Five top tips to avoid capital gains tax (CGT)
On the 22nd June we will have the new Governments first budget. It is widely predicted that we will see a rise in the capital gains tax rate on non business assets – maybe aligning rates with those of income tax.
Analysts are warning thousands of investors could be hit with massive CGT bills if a planned rise goes ahead. There are some practical ways to keep gains out of the taxman's hands, and here I list five of the main one’s:
Fully utilise your ISA allowance and hold as much of your investments as possible into ISA’s.

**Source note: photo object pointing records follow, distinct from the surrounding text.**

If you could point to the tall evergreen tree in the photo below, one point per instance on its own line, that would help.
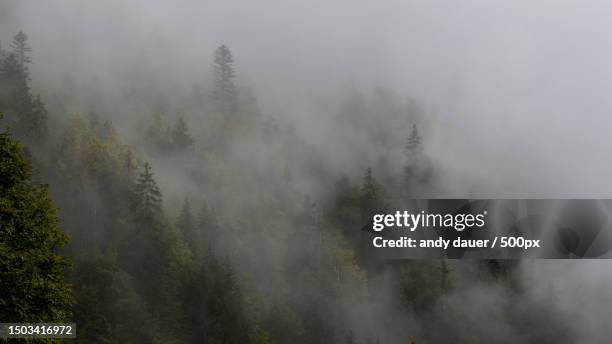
(22, 51)
(186, 224)
(371, 195)
(413, 150)
(225, 95)
(31, 271)
(413, 143)
(147, 200)
(30, 114)
(181, 138)
(208, 226)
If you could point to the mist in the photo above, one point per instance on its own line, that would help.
(511, 99)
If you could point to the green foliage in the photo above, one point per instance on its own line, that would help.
(108, 309)
(147, 197)
(31, 271)
(224, 94)
(27, 113)
(422, 283)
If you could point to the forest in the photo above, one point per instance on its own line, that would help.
(202, 216)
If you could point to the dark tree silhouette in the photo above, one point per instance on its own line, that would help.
(224, 94)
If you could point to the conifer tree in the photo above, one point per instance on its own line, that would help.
(31, 271)
(181, 138)
(22, 50)
(413, 151)
(186, 225)
(413, 143)
(147, 200)
(224, 96)
(30, 113)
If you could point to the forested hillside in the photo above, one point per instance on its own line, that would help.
(203, 219)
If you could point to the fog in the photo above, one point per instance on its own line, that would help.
(514, 94)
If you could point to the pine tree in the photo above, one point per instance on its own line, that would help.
(208, 226)
(224, 96)
(186, 225)
(31, 272)
(30, 113)
(181, 138)
(413, 143)
(22, 50)
(413, 151)
(147, 200)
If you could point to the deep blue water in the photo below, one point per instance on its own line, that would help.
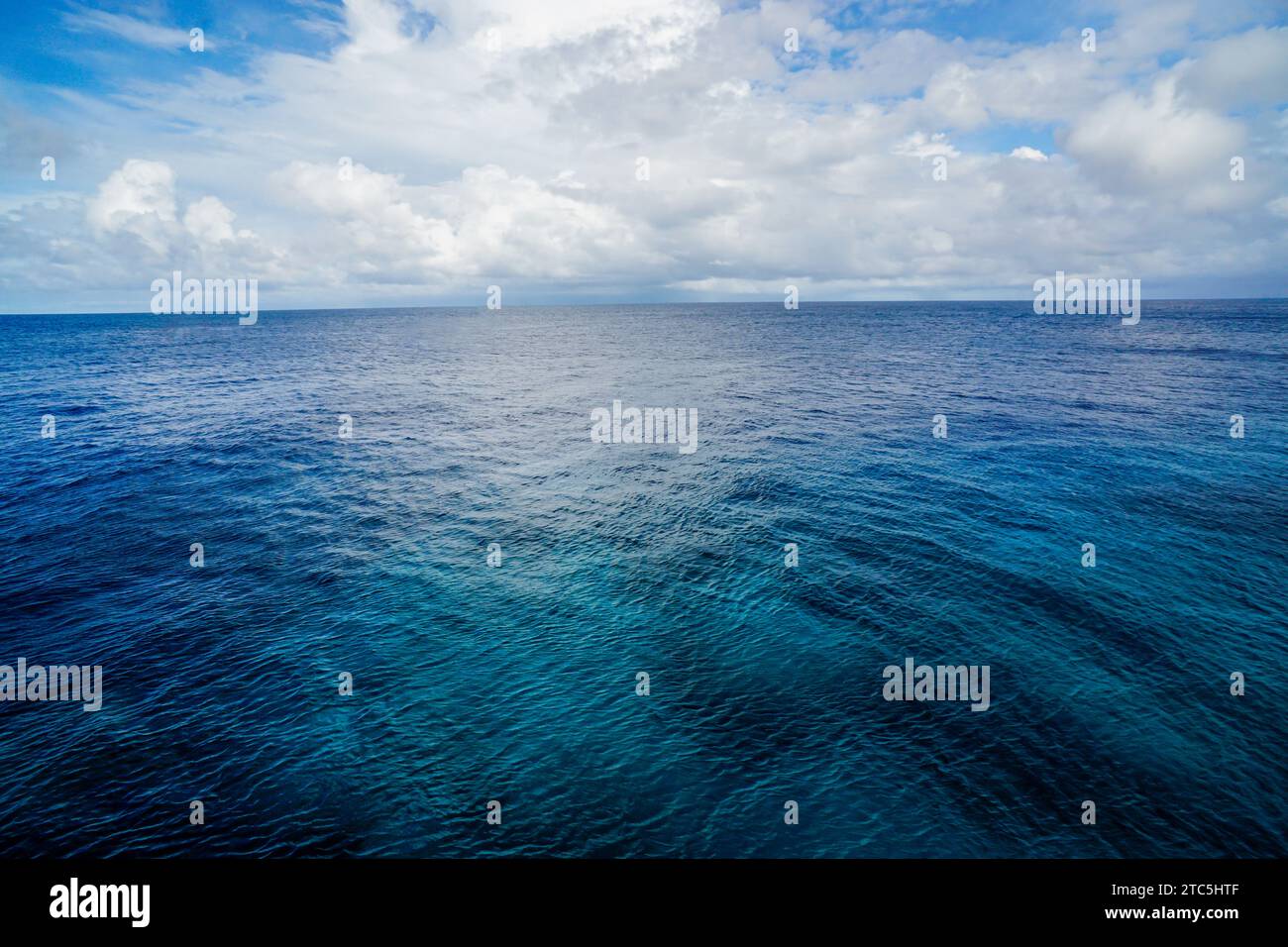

With the full allowance at £10,200 most people will be able to put a large proportion of their investments into ISAs.
Everybody has an allowance of £10,100 in gains before any tax is charged so many people can avoid paying the tax by strategically selling assets in different tax years.
If you have any losses not utilised in previous years then you can carry these forward and offset against gains made, however you need to declare these losses with the Inland Revenue.
Transfer assets into your spouse's name. Transfers between married couples are not deemed as a sale so the original cost and gain is transferred across. This allows you to use both allowances of £10,100 to maximise CGT exemptions.
Consider Investing in CGT exempt products such as gilts or Venture Capital Trusts – a couple of investment options at different ends of the risk spectrum. Of course, do not invest simply to gain the CGT exemption, as the investment must match your risk tolerance and match your objectives.